Convert to Long Format

It is still not clear from the data frame whether there are subscales and which items go together. This is where converting the data frame to a long format can make this data easy to understand and work with.

Use the pivot_longer() function from tidyr to do this. Again, notice in the script template I laid out the general format for this. You can pipe the result of select() onto pivot_longer() . This will produce a data frame that has one row for every item in the questionnaire/scale and a single column with all the responses.

Note

Reference materials from Class 2 for how to use pivot_longer()

Using the sample tables from above we might do something like

data_survey1 <- data_import |>
  select(ID, Q21.., Q22.., Q23..) |>
  pivot_longer(cols = starts_with("Q"),
               names_to = "Item",
               values_to = "Response")

data_survey2 <- data_import |>
  select(ID, starts_with("SQ_")) |>
  pivot_longer(cols = starts_with("SQ_"),
               names_to = "Item",
               values_to = "Response")

View the Data Frames tab to see the resulting data frames

Add and Modify Columns

We can then:

  • Create a column for the name of the questionnaire

  • Clean up the values in the Item column

  • Create a column containing information about subscales (if there are any)

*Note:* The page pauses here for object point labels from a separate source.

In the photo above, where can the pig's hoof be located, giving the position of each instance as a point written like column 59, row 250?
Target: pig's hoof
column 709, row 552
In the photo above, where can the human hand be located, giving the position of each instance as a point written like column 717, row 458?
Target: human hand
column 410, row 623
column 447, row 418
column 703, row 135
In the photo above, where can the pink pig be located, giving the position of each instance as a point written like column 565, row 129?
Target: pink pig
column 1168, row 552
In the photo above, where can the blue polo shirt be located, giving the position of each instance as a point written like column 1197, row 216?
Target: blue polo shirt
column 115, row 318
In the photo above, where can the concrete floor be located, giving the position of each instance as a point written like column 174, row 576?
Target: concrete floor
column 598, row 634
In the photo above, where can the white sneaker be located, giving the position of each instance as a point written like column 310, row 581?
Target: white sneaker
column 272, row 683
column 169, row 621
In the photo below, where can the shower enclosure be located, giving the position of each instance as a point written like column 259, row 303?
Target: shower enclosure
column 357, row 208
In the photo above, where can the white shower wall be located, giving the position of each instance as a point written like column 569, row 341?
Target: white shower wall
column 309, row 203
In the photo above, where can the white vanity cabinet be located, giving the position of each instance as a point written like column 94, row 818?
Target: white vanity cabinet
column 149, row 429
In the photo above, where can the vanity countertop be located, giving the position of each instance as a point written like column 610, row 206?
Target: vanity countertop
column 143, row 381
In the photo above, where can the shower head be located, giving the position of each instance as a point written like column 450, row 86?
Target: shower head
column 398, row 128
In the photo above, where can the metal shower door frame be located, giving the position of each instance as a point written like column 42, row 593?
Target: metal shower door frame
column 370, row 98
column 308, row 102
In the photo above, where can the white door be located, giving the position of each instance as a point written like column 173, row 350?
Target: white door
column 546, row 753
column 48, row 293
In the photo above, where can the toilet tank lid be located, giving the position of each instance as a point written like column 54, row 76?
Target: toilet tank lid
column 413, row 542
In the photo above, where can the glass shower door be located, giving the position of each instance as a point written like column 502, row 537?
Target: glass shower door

  • Recode values int he Response column

Creating the name of the questionnaire is easy using mutate()

data_survey1 <- data_import |>
  select(ID, Q21.., Q22.., Q23..) |>
  pivot_longer(cols = starts_with("Q"),
               names_to = "Item",
               values_to = "Response") |>
  mutate(Questionnaire = "ERI")

data_survey2 <- data_import |>
  select(ID, starts_with("SQ_")) |>
  pivot_longer(cols = starts_with("SQ_"),
               names_to = "Item",
               values_to = "Response") |>
  mutate(Questionnaire = "SCS")

View the Data Frames tab to see the resulting data frames

To clean up values in Item you can use the str_remove() function from stringr . You might want to convert Item to numeric if you remove all string character values.

See the stringr documentation for convenient functions for working with non-numeric values.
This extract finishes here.